When the Ann rose above the valley Carl saw the Louise some distance to the south. The strange machine was still in the lead, but the boys appeared to be gaining on her. Both were going fast.

The sky was now tolerably clear, although a brisk wind driving in from the west was bringing fleecy clouds from the Pacific coast. There would be a moon sometime between midnight and morning, but the prospects were that there would be a bank of driving clouds stretched over the earth before she showed herself.

The Englishman, unfamiliar with aeroplaning, began asking questions of the boy as soon as they were in the air, but, as the racing of the motors and the rush of the air drowned his voice, he soon lapsed into silence and contented himself with such views of the distant summit as he could secure. Several times he flung out an arm—including the shining stars, the drifting clouds, the wide stretch of mountain and valley in the sweep of it—and Carl understood that he was saying in the only language available there how much he loved the wild beauty and the majesty of it all.

After a time the strange aeroplane began to seek the higher levels. She climbed up, up, up until the summit showed white and sparkling under her flying planes.

Carl saw the Louise following the stranger into the snow zone and wondered at it. To the boy it seemed that the distance traveled upward might better be gained in level flight. Every unnecessary foot of altitude seemed to him to be a foot lost in the race.

“Ben doesn’t have to follow the stranger in the air,” he mused as he shot the Ann ahead on the same level he had been traveling. “All he has to do in order to overtake her is to keep her in sight and go faster than she does. He lost several yards by following her up to the summit.”
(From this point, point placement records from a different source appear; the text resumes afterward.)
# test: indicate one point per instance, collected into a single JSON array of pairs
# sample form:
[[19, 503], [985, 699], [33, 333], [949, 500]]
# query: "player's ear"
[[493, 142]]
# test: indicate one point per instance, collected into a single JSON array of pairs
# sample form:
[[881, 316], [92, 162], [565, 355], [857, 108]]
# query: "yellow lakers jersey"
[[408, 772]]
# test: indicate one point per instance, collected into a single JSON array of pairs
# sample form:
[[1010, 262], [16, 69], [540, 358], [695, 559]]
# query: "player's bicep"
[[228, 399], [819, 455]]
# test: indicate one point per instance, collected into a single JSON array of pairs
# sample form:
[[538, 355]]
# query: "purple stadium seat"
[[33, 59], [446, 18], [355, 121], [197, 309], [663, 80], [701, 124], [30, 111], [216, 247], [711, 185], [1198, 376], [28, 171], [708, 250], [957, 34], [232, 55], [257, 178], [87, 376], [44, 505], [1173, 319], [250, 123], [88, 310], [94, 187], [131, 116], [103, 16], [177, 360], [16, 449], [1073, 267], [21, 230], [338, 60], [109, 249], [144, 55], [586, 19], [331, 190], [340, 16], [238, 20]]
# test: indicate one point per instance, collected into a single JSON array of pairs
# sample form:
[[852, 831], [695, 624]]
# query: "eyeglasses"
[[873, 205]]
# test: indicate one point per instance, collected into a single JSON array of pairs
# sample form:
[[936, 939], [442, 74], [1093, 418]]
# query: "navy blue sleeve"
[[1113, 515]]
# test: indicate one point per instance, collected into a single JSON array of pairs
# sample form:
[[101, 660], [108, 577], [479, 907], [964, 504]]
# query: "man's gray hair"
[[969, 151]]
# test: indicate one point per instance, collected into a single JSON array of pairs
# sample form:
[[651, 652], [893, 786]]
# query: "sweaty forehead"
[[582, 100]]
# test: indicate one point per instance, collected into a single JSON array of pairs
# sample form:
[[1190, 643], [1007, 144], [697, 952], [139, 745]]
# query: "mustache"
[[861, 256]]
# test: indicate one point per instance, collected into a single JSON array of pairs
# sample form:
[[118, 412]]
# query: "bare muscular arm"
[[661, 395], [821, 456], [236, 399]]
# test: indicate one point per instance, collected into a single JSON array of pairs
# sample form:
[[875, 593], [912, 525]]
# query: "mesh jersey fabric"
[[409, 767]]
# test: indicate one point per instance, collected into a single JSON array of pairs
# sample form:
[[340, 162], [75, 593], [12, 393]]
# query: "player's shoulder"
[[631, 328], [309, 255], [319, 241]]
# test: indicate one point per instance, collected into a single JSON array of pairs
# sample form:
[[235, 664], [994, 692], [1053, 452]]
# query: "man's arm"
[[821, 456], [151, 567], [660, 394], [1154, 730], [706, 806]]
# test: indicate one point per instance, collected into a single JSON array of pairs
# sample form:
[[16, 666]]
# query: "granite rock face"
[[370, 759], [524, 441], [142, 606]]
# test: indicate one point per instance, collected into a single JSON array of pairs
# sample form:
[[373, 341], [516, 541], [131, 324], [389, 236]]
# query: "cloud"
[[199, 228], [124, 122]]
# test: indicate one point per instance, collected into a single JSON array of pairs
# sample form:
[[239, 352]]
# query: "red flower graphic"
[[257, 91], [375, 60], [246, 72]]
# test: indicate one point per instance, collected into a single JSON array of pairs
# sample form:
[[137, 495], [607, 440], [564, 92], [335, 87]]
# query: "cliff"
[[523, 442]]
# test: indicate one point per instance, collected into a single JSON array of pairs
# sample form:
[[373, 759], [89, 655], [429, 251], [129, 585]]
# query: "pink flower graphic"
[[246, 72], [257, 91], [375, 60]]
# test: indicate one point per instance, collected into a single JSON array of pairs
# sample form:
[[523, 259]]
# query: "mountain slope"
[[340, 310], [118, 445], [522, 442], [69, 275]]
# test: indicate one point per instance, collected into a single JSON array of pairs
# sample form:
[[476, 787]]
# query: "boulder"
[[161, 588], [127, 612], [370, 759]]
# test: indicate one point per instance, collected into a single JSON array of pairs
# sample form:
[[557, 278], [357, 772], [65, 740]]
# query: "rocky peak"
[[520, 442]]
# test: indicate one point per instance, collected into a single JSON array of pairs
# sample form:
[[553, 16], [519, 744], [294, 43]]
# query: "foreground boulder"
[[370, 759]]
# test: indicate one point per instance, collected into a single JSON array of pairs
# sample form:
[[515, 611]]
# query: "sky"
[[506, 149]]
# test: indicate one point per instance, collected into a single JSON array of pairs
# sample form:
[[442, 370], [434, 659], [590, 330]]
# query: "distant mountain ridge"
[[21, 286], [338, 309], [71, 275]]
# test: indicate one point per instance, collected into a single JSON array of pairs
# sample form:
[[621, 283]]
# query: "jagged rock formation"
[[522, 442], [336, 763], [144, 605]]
After a time the stranger changed her tactics turning to the west and seeking the valley again. The Louise followed in her wake as before and seemed to be gaining. The Ann was traveling much faster than either of the others and would soon be within striking distance.

That was a mad race under the stars. The stranger seemed to develop new speed possibilities as she swept along. The Louise appeared to be losing ground. The Ann swept forward relentlessly and was soon close to the rear machine.

Then a remarkable thing happened. The aeroplane in advance dropped like a plummet. It seemed to Carl, watching her light eagerly from his seat on the Ann, that she ceased her forward motion and lost her buoyancy at the same moment. He could not, of course, see the bulk of the machine but he could see her light.

The light seemed to be down to the surface of the earth in a minute. The Louise, following on, dropped, too. To the watching boy the falling of the two aeroplanes seemed as if they had dropped over a precipice.